As a rule the workman leaves the management of the children and the spending of the money entirely to his wife. He gives her all the wages on pay-day, and she doles out to him every morning the sum necessary for his meals.

Sometimes she finds a great deficit when this time comes. Then she weeps and upbraids him, while he, confessing his fault, says reproachfully of himself, “One must not deceive when one has five or six children.”

It does not appear to be easy to outwit a French woman. Occasionally a drinking husband will try to hide a piece of money in some out of the way place, as, for instance, the peak of his hat. But his wife ransacks his clothes while he is asleep and finds the missing coin. This position of affairs being well known, the workman who will not be entrapped into drinking, or who, being one of a social gathering, insists on going home early, is chaffed as a man who buttons up his coat with pins.

It is certainly a fact that feminine influence is very powerful in Paris, and that what the mother is the home becomes. Thus while Paris workmen almost universally absent themselves from the churches, and throw all their influence politically against the priests, their children go in crowds to make their first communion, and to this end are placed under the priests for religious instruction.

To see the street in front of a Paris church on Whit Sunday, no one would believe religion was a matter not only of indifference, but of contempt, to the Paris workman. The road seen from a balcony is like an immense field of snow-drops. Hundreds of white-robed children float about among crowds of smiling parents and friends. And yet there is hardly anything in it beyond a domestic rite, something which it is respectable to go through at a certain age.

“I will sell my clothes, but my child shall not be different from others,” says a mother, who, no more than her husband, considers the spiritual aspect of the ceremony.

The domestic affections of the workman, where he has not been demoralized by licentiousness or vice, are strong, and his sense of duty to his relatives unusual. Thus it would seem not at all uncommon for a workman to support his wife’s mother, even when she lives far away. A workman who had done this for some time fell, through the state of public affairs, into such distress as to be obliged to earn his bread by selling journals in the street. After a time he recovered his position; but all through his period of poverty, the mother-in-law was allowed to believe that no change had taken place in his circumstances. Another workman, who had originally been in business as a butcher, partly ruined himself by undertaking the charge of his wife’s family. However, he never forsook the mother-in-law, but when he had a numerous family and only the small and precarious wages of a day laborer, she remained as much part of his family as the children.
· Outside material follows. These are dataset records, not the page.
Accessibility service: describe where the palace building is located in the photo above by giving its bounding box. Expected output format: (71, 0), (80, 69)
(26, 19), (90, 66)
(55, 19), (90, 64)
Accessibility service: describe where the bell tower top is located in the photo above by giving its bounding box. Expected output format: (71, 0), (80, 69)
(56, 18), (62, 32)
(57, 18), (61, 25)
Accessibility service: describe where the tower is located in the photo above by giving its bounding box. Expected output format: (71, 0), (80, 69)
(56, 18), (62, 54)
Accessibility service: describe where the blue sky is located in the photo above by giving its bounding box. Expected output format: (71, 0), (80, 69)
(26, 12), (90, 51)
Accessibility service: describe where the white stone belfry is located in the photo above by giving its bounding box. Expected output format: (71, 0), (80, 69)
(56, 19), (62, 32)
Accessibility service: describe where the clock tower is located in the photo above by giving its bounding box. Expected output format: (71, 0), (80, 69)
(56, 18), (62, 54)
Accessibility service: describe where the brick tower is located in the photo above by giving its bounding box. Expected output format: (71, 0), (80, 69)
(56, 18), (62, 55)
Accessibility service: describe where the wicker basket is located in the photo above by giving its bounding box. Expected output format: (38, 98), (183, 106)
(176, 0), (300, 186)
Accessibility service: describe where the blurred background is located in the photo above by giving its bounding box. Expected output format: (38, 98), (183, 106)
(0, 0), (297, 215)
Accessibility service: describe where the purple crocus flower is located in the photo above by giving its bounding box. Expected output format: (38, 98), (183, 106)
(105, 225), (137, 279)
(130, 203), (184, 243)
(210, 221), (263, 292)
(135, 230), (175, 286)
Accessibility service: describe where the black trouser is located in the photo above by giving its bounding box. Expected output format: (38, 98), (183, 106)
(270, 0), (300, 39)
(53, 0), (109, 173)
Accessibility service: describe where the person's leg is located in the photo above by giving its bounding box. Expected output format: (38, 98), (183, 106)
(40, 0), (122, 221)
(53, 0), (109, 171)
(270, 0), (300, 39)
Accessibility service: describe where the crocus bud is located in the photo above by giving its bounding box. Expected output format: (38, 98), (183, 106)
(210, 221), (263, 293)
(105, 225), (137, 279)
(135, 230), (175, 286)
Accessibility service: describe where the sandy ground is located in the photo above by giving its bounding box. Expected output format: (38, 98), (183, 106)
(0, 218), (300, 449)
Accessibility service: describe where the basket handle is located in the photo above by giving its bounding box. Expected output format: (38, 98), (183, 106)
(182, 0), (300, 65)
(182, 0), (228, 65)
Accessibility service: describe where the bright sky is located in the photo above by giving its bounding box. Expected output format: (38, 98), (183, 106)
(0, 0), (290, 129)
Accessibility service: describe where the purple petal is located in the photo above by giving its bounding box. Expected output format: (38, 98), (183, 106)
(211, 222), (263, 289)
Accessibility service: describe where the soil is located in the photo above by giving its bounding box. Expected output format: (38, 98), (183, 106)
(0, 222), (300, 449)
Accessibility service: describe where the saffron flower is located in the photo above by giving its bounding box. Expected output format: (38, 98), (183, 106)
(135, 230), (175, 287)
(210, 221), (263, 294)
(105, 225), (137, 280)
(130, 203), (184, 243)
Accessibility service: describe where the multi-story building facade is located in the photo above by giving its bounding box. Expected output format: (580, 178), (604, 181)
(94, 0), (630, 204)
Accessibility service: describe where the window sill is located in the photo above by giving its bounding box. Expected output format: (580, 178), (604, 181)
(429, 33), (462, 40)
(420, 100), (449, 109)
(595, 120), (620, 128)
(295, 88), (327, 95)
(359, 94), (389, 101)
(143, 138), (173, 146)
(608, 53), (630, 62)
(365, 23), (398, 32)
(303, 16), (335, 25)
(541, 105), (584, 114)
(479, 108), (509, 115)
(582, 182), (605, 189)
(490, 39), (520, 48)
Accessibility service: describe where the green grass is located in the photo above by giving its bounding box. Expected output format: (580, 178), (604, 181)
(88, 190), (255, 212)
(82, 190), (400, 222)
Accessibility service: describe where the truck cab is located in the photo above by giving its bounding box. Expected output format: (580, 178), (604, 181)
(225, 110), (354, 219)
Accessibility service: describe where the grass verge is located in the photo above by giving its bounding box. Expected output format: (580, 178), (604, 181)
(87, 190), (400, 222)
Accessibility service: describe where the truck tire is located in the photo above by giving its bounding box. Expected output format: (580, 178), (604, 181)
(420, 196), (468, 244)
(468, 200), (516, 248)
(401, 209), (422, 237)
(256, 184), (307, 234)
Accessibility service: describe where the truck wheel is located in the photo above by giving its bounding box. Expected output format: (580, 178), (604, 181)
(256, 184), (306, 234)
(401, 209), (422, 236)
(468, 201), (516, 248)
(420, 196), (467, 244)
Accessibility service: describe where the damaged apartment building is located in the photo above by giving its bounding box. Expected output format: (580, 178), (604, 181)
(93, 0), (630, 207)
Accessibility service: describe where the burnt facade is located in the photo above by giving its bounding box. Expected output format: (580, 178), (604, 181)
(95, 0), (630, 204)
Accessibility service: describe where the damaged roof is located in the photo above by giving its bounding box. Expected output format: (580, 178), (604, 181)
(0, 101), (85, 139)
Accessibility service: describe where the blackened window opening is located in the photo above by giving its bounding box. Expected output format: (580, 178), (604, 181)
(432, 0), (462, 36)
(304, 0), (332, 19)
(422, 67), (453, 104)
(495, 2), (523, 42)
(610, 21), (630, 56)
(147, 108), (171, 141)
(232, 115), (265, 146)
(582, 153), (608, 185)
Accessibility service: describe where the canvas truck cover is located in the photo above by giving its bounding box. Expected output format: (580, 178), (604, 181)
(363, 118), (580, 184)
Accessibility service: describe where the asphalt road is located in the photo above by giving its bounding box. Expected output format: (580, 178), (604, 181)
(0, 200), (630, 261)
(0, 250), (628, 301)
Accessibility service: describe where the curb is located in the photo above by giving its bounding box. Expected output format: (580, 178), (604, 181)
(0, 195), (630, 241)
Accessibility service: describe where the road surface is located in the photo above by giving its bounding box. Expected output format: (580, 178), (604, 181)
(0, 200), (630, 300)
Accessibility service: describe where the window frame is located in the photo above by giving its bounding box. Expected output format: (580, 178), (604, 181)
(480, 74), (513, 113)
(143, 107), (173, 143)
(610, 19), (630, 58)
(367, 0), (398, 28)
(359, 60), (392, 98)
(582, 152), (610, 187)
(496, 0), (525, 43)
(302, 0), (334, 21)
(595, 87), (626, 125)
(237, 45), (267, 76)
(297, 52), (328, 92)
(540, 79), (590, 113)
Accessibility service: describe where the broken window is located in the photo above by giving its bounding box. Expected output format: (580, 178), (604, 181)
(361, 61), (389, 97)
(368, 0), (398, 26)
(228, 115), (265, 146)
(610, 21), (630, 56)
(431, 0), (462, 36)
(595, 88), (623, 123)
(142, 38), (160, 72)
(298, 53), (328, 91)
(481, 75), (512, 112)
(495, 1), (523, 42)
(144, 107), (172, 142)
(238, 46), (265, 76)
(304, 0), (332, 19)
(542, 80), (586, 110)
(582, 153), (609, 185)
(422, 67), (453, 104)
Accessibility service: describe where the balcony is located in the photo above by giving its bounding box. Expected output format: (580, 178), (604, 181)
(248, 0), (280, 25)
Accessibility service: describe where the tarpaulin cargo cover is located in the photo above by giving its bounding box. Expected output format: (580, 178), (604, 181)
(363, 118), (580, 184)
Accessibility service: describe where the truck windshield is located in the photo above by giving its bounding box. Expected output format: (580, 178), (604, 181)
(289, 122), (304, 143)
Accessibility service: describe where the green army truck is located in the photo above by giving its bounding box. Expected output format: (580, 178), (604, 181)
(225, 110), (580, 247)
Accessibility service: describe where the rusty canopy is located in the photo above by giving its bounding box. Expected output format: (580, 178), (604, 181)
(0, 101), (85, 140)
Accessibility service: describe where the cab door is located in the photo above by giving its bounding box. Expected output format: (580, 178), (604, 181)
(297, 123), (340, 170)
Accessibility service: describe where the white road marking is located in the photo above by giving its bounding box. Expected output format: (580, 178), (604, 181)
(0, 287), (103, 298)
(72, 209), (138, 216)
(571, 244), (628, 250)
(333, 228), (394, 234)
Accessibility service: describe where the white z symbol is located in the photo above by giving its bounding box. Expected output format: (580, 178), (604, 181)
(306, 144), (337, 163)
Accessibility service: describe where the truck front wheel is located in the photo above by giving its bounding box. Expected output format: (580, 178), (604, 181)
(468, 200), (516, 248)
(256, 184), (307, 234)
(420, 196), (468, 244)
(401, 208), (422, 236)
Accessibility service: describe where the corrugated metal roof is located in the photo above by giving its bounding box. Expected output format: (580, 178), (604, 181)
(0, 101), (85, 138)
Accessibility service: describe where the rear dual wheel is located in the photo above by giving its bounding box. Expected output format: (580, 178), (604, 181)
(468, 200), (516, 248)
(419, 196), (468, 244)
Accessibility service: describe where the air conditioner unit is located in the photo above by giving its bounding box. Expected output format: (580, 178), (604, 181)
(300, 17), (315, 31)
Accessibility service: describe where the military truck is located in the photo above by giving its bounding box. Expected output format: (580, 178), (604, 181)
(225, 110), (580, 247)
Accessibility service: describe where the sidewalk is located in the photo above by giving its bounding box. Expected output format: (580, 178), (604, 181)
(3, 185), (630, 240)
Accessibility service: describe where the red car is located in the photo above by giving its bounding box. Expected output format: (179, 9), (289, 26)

The workman is careful of his children. He will fetch his daughter, apprenticed to dressmaking, from her work in the evening, and likes to have his son follow the same business as himself. He respects his own art, and has no desire to see his boy made into a clerk. If his wife is foolish enough to express such a wish he rates her soundly. “Does she want to make a skip-kennel (errand boy) of him because one gets dirty in factory work?”

“Thou knowest,” he concludes, “I always consider what thou sayest, but candidly, thou art unreasonable—wouldst thou then have him die of hunger when he is grown up? To slave at a desk is a miserable business; one ought to have a manual trade, with that a man always has his living at his fingers’ ends. Why! thou hast never said I was too dirty for thee; ah! I should like to see him a clerk. And to think that there are people who pretend that the woman has as much judgment as the man. Yes, yes, thou art a very good sort of a woman, but at bottom thou knowest nothing. Henri shall be a mechanic; the devil may burn me if ever he becomes a scribbling puppet.”—Good Words.